Alors que la Grande Terreur fauchait des millions d’individus, il était impensable pour le régime de présenter un opéra au langage à la fois si cru et novateur. Dans "Lady Macbeth de Mtsenk", l’orchestre devient un personnage à part entière qui rugit, éructe la concupiscence, les exactions et les meurtres.

L’action se déroule dans le domaine (dans le district de Mtsensk) d’un riche marchand, Boris Timofeievitch Ismailov. Son fils, Zinovij, a épousé Katerina Lvovna Ismaïlova, qui étouffe d’ennui et d’angoisse dans un quotidien où les violences et les humiliations sont monnaie courante.

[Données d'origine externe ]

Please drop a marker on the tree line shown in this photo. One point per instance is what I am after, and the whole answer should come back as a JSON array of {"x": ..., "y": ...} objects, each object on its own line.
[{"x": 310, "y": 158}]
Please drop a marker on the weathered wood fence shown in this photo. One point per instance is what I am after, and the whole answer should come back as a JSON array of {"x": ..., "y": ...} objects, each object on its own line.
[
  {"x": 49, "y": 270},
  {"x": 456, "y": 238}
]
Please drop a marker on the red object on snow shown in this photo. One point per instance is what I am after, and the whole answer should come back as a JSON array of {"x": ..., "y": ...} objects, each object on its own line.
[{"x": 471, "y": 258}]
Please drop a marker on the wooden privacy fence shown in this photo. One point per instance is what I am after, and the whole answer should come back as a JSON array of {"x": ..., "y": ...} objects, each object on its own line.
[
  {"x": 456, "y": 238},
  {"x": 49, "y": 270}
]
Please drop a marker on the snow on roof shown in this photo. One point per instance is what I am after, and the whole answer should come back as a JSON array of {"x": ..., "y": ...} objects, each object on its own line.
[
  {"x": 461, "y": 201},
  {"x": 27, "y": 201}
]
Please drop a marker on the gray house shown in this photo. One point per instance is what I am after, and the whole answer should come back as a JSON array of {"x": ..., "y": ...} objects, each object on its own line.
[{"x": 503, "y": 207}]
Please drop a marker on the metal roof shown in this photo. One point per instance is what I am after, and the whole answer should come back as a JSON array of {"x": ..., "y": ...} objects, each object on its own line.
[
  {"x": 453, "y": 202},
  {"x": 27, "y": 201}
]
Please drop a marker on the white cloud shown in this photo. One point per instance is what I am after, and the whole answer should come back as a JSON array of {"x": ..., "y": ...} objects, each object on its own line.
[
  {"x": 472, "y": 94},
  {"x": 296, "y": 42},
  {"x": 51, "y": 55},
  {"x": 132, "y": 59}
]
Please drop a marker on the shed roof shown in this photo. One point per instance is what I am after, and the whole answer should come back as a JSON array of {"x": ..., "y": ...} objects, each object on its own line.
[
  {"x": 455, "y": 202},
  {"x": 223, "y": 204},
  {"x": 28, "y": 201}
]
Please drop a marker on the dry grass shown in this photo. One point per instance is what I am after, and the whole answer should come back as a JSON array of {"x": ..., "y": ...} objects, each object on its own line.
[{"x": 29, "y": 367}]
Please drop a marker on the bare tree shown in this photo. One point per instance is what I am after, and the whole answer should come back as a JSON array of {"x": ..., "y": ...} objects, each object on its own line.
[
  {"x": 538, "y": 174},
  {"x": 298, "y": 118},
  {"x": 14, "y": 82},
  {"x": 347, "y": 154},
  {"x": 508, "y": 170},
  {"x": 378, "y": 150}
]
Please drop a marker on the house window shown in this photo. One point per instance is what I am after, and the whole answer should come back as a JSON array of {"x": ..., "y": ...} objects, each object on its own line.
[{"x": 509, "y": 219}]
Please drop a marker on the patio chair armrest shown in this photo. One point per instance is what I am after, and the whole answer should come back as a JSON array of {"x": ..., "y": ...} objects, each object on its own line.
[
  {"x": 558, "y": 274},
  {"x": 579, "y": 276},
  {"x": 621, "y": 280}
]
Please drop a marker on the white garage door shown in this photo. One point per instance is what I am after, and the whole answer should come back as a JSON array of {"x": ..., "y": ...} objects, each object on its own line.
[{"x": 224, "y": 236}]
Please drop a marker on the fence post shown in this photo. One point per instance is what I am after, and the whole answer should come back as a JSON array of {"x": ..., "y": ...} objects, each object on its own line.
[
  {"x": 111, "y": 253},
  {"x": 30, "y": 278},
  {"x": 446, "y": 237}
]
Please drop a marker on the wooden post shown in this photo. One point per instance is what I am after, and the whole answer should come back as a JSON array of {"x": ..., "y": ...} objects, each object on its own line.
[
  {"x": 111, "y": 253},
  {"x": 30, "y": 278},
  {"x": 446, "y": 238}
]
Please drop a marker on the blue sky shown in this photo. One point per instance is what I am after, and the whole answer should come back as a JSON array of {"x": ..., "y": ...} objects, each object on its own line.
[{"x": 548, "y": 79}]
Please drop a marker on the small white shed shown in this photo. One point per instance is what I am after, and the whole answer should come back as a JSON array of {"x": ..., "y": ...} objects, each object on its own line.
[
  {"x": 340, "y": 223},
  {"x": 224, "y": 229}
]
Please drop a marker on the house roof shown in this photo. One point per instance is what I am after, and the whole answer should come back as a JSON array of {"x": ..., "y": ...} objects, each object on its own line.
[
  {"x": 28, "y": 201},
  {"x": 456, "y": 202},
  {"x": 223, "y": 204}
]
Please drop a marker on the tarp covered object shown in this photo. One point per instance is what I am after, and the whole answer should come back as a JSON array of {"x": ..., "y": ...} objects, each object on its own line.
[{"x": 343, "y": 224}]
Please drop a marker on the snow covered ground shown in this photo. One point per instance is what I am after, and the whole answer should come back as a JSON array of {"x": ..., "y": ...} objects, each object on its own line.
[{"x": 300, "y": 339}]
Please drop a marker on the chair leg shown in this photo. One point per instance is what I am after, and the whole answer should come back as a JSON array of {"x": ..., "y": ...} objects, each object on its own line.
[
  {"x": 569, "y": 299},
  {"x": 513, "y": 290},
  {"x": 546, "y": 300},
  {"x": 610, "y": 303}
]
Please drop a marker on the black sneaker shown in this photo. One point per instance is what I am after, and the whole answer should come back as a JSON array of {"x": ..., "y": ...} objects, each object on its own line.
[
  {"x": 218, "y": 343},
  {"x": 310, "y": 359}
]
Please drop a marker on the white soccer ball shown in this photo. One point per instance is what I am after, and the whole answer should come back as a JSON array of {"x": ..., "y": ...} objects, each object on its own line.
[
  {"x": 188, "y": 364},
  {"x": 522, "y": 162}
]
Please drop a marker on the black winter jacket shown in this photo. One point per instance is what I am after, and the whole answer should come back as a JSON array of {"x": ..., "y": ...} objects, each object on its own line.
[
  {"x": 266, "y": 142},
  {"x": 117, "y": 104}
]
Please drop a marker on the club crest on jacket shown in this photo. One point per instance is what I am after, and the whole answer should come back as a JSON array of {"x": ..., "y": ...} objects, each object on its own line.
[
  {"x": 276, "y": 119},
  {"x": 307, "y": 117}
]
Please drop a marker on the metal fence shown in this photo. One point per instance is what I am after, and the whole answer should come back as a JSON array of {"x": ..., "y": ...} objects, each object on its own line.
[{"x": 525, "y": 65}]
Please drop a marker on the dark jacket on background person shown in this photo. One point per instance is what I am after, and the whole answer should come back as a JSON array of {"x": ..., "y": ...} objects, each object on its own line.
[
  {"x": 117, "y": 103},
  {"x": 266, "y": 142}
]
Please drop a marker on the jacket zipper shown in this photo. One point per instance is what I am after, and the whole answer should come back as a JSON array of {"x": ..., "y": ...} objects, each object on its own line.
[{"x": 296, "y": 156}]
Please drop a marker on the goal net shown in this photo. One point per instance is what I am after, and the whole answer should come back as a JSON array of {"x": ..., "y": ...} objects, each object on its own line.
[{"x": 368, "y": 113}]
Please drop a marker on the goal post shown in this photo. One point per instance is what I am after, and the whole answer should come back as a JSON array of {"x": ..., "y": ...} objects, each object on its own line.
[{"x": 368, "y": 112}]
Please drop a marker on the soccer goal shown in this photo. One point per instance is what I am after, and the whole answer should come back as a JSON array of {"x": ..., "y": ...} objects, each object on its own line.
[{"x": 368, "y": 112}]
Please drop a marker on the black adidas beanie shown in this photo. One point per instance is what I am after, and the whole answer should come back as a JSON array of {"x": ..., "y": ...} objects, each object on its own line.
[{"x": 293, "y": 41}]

Un beau-père libidineux et violent, des employés du domaine qui harcèlent les femmes (on assiste, au début de l’opéra, à une agression, un viol par les employés de la cuisinière Aksinia), un mari démissionnaire: c’est dans cet environnement de misère affective et sexuelle que Katerina entame une liaison avec un nouvel employé, le beau Sergueï, qui rêve d’ascension sociale.

Par amour, elle va empoisonner son beau-père, puis tuer son mari avec l’aide de son amant avant de se faire arrêter par la police et être condamnée aux travaux forcés en Sibérie. Le quatrième acte de l'opéra, qui dépeint la colonne d’exilés en route pour le bagne, constitue l’une des scènes des plus poignantes sur le plan dramatique et musical de tout le répertoire lyrique. Sergueï se détourne de Katerina et courtise une autre détenue, Sonietka. Lorsque Katerina, humiliée et à bout de forces, découvre cette liaison, elle entraîne sa rivale dans un lac dans lequel elles se noient toutes les deux.